Satuk Buğra Han’la ilgili çoğu menkıbenin toplandığı Tezkire-i Satuk Buğra Han ya da Satuk Buğra Han Destanı’nda bu büyük Türk hakanının ruhunun, Miraç’ta Peygamber efendimizle görüştürülmesi hadisesi çok anlamlıdır. Miraç’ta şanlı Peygamber efendimizin duasına mazhar olan Satuk Buğra Han Türk milletine büyük ülkü ve ideali de aşılamıştır.
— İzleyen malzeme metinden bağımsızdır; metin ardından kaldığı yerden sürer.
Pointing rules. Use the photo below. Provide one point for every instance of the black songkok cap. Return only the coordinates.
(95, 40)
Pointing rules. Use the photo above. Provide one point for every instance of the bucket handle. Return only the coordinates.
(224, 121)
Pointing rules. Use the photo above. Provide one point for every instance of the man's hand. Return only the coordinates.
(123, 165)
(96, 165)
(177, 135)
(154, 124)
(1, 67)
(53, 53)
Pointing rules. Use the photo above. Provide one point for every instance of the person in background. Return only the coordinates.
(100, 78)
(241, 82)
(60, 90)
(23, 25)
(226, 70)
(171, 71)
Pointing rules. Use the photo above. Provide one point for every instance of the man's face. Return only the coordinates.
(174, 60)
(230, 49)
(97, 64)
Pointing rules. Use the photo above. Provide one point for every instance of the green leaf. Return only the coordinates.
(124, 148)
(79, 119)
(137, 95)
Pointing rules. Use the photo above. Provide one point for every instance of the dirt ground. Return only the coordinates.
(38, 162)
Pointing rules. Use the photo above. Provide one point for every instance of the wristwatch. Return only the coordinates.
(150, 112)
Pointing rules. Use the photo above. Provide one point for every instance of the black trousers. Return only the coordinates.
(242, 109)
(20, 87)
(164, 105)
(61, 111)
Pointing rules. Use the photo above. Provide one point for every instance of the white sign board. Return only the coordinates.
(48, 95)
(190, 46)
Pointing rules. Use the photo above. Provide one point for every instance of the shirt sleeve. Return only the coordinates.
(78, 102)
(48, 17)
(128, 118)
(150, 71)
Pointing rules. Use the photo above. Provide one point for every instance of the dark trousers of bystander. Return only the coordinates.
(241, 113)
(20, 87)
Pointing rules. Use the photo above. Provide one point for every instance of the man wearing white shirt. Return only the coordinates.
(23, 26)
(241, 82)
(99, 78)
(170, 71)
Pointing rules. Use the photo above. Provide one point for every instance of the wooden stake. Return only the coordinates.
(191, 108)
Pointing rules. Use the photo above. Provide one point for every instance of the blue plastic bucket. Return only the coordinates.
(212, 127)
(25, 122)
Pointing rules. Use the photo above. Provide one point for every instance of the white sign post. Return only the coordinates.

Bu ülkü: İlâ-yı kelimetullah davasının müdafii ve savunucusu olmaktı. Sultan Alparslan ''Biz halis Müslümanlarız'' derken bu ülkünün sevdalısıydı. Sultan Melikşah bir seferinde Akdeniz’e ulaştığında “Yarabbî, şu uçsuz bucaksız deniz önüme çıkmasa idi adını gidebileceğim yere kadar götürürdüm” derken bu ülkünün cihangiri idi. Dolayısıyla Türk milleti Satuk Buğra Han’dan itibaren Orta Asya, Hindistan, Afganistan, Mısır, Suriye, Anadolu, Afrika ve Avrupa’da kurmuş olduğu devletlerle Cenab-ı Hakk’ın yüce ismini her tarafa duyurmuştu. Satuk Buğra Han'la başlayan bu kutlu mücâdeleyi Gazneli Mahmud, Tuğrul Bey, İmadeddin Zengi, Muhammed Alparslan, Nureddin Zengi, Melikşah, Baybars, Babur, Enrengzib, Emîr Timur, Kılıçarslan, Berke Han ve Osman Gazi binbir itinayla sürdürdüler. Neticede başta Orhan Gazi, Murad Hüdavendigâr, Yıldırım Bayezid, Fatih, Yavuz ve Kanuni olmak üzere yine bu ideal ve aşkla çalışarak Hak mücadelesini başarıyla yürüttüler, Cenab-ı Hakk’ın yüce ismini her tarafa duyurmakla kalmayıp her tarafa ezberlettiler. Bunlar hiçbir zaman birbirlerini yüceltmediler. İslâm’ı yücelttiler. İslâm ahlâkını tavsiye ettiler. Hepsi o ulvi yolun aciz bir ferdi gibi gayret gösterdiler.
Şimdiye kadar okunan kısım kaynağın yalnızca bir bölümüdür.